Hay for a year for these two guys here in central NM runs about $1600 delivered and stacked, the rest of the food we buy for them is around $1200. Add a ferrier (hoof trimmer, shoes, etc) at $108 every six weeks. Add $1000 per year for vet checks. floating of teeth, etc. and you start to see where the big costs lie.
We have two sayings in the horse community:

There is no such thing as a free horse.
A horse is an accident searching desperately for a place to happen, and those accidents are often expensive, sometimes fatal.

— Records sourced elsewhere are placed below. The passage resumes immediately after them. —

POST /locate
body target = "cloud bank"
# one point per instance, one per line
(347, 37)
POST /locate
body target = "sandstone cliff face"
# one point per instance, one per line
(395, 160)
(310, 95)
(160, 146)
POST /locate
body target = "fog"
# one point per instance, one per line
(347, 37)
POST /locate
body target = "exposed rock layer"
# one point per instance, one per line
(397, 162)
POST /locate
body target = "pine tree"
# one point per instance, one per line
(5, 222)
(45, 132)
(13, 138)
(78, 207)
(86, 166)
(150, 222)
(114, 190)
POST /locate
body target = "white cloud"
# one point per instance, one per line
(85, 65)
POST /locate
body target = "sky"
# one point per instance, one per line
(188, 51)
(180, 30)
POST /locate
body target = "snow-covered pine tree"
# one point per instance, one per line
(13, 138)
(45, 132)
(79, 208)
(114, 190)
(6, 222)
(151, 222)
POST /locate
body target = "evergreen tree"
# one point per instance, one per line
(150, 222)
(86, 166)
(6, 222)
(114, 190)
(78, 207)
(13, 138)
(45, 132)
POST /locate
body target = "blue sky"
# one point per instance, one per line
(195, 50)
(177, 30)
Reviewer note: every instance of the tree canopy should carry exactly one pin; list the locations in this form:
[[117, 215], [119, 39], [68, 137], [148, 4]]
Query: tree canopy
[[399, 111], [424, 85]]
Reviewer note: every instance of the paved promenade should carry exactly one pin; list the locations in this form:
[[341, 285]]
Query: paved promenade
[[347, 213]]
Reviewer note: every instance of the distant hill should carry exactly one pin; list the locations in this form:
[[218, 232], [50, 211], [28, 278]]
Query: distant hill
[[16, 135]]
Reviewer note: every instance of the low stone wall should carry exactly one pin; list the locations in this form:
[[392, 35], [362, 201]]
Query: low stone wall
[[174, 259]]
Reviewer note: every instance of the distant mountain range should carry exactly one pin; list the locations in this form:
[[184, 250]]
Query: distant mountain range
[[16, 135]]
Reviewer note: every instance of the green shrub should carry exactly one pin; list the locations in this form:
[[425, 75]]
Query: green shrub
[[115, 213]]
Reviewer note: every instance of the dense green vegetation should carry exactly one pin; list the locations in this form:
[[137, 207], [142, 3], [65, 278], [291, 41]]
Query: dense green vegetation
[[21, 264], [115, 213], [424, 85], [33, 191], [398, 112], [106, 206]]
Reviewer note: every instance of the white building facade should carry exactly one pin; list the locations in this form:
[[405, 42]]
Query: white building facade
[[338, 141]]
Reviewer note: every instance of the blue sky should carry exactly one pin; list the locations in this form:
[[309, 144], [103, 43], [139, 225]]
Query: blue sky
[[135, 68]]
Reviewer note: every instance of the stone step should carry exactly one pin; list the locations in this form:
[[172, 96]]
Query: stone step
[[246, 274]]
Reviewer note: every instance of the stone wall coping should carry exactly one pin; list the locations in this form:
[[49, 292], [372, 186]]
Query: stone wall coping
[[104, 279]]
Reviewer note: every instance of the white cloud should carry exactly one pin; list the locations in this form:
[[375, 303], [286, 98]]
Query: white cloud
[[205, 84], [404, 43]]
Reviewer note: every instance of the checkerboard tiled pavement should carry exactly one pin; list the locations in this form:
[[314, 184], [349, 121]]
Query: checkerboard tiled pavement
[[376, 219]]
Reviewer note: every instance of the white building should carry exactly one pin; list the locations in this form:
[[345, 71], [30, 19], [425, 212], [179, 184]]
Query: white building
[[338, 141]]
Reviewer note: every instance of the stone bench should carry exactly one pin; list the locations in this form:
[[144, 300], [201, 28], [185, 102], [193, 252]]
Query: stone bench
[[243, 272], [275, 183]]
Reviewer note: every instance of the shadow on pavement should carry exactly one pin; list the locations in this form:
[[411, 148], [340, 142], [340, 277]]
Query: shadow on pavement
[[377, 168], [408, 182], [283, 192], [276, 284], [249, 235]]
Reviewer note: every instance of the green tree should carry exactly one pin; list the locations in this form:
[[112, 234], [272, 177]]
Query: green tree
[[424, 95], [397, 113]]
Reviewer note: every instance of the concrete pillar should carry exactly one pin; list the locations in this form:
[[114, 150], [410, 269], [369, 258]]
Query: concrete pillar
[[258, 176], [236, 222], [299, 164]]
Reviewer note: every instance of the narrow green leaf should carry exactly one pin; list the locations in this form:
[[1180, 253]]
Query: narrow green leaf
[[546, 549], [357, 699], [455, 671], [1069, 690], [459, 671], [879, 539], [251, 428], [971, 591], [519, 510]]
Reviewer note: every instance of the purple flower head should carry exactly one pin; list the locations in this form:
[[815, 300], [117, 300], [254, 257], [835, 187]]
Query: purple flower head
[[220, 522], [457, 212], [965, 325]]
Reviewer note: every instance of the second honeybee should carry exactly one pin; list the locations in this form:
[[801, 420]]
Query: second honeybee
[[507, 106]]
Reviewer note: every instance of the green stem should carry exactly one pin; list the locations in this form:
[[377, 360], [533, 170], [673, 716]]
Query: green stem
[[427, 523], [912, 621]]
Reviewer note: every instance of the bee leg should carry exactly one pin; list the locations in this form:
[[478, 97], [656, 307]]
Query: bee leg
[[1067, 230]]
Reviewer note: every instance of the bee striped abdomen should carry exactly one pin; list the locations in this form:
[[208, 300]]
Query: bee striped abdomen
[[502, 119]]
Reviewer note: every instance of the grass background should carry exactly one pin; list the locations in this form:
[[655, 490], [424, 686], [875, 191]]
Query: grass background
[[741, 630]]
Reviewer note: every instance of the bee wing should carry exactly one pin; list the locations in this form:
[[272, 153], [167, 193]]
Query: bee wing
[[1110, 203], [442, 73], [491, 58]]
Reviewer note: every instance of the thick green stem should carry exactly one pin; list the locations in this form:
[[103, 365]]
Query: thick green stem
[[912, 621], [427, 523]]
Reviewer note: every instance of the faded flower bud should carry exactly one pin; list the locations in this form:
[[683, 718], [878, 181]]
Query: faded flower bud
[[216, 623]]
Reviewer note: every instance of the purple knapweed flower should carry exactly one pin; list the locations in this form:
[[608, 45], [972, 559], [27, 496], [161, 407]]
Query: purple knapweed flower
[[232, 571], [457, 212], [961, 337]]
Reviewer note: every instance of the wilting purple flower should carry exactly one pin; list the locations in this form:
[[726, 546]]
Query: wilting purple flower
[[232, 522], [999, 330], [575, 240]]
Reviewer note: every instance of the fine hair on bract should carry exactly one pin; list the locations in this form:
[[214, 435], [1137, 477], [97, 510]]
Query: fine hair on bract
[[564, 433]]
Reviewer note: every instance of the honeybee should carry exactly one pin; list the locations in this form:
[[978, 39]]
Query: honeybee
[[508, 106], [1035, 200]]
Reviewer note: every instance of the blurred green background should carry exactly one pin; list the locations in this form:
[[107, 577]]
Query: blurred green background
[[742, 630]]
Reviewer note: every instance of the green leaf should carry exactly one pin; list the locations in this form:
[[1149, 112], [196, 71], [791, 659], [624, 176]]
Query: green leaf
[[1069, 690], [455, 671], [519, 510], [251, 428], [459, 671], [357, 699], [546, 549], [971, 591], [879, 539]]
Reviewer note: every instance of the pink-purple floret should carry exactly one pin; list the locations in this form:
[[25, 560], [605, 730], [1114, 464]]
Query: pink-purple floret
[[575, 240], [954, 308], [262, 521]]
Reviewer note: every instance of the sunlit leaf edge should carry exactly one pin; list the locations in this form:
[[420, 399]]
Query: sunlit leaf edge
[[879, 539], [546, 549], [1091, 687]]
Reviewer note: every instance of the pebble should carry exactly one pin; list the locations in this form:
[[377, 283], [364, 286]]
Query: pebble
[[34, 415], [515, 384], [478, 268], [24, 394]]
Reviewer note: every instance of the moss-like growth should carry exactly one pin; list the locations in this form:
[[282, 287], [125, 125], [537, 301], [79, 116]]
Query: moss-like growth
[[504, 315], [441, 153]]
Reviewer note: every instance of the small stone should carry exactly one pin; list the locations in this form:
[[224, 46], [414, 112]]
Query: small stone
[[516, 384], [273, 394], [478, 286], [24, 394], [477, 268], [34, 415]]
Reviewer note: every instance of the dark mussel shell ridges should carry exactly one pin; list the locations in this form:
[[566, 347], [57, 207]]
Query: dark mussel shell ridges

I avoid giving them an excuse. No spent grain.
 
We have two horses, a 28 year old purebred Arabian, and a very, very large (1400#) 20 year old Paint. Their feed is tightly controlled - alfalfa hay and a blend of 'senior pellets' and beet pulp pellets soaked in water overnight. Having had to put down 2 other horses we owned due to colic, I would do anything to avoid that risk. When we had pigs, they ate all the spent grain I could produce. Cows are another big consumer.
Horses cost whatever you're willing to pay. I've seen a jumper go for $30K.
We keep our guys on our property - the original owner spent about $70K installing a 36 x 36 foot three stall barn, pipe fence paddocks, and a 2 acre electric fenced in pasture. Oh, and a large arena (no building, just the RR ties for the border plus about 100 yards of gravel and sand). Oh, and two portable round pens for training. Now let's talk riding gear. A good western saddle starts at $1k. bits, bridles, lead ropes, etc.
Hay for a year for these two guys here in central NM runs about $1600 delivered and stacked, the rest of the food we buy for them is around $1200. Add a ferrier (hoof trimmer, shoes, etc) at $108 every six weeks. Add $1000 per year for vet checks. floating of teeth, etc. and you start to see where the big costs lie.
We have two sayings in the horse community:

There is no such thing as a free horse.
A horse is an accident searching desperately for a place to happen, and

those accidents are often expensive, sometimes fatal.

I avoid giving them an excuse. No spent grain.
I want to see your brewery, please.
 
Don't have any horses, can't afford them. But what I do know is that if your horse gets sick because of not getting the right food, you're in for some pretty big bills. Put the spent grain in the compost, add some horse poop, and use it on your garden next spring.